Abstract

Background: Corticosteroids (CTC) are ubiquitous in the field of respiratory medicine due to their potent anti-inflammatory and immune-modulating properties. The emergence of extreme multidrug resistant Mycobacterium Tuberculosis (Mtb) drives the need for improved host-directed therapies (HDT). CTC, such as dexamethasone, are the only approved adjunctive treatment for Mtb with neurological involvement. Despite the clinically proven effect of CTC, the exact mechanism of action is poorly understood.

Aim: To investigate the potential of dexamethasone as a HDT against Mtb.

Methods: Human Alveolar Macrophages (AM) were purified from bronchoalveolar lavage. Monocyte derived macrophages (MDM) were isolated and differentiated from blood of healthy individuals. Human macrophages were treated with dexamethasone and subsequently infected with Mtb. Macrophages were then assessed for cytokine secretion, metabolic gene expression, metabolic flux, and bacillary killing at multiple timepoints.
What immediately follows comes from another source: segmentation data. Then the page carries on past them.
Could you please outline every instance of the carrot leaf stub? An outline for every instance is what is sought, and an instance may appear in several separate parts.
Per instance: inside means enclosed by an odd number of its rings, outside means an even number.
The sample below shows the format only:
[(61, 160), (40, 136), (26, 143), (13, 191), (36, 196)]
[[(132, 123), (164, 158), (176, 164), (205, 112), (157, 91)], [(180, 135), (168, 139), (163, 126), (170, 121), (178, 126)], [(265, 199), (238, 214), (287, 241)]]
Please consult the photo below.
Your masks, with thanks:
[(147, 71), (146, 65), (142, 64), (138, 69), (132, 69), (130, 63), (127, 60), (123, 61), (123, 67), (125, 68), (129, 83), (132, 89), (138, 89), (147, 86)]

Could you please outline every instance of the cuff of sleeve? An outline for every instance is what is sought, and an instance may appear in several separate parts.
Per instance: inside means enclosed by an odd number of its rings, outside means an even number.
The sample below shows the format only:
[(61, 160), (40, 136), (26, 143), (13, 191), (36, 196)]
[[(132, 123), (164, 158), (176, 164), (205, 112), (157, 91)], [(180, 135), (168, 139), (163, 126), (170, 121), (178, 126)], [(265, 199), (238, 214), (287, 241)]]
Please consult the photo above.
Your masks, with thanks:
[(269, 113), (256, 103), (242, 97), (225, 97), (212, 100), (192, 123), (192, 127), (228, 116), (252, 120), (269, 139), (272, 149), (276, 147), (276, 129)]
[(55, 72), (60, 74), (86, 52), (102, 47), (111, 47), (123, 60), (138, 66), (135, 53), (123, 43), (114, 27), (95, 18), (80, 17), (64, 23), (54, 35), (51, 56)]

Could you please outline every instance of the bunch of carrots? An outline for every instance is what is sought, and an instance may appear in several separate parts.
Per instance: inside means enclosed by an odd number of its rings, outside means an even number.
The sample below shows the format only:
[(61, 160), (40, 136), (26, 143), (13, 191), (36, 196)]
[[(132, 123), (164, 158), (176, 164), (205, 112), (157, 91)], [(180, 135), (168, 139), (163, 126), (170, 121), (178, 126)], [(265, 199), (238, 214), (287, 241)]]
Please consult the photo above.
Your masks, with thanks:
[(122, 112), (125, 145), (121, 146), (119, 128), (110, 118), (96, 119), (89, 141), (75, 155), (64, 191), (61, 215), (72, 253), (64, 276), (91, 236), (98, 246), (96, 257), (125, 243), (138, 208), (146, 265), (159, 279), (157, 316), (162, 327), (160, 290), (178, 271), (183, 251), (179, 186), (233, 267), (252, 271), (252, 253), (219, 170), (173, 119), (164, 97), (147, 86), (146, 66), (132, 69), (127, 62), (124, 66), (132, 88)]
Results: In both AM and MDM, dexamethasone significantly reduced glycolysis and both pro and anti-inflammatory cytokines. Despite this, a reduction in the colony forming units (CFU) was observed. Furthermore, co-treating macrophages with an autophagy inhibitor (bafilomycin) prevents this decrease in CFU suggesting that dexamethasone likely enhances autophagy in human macrophages infected with Mtb. Moreover, dexamethasone has no direct bactericidal effect.

Conclusion: This study demonstrates the potential of dexamethasone as a HDT against Mtb highlighting the need for more studies and clinical trials to fully evaluate the benefits of CTC.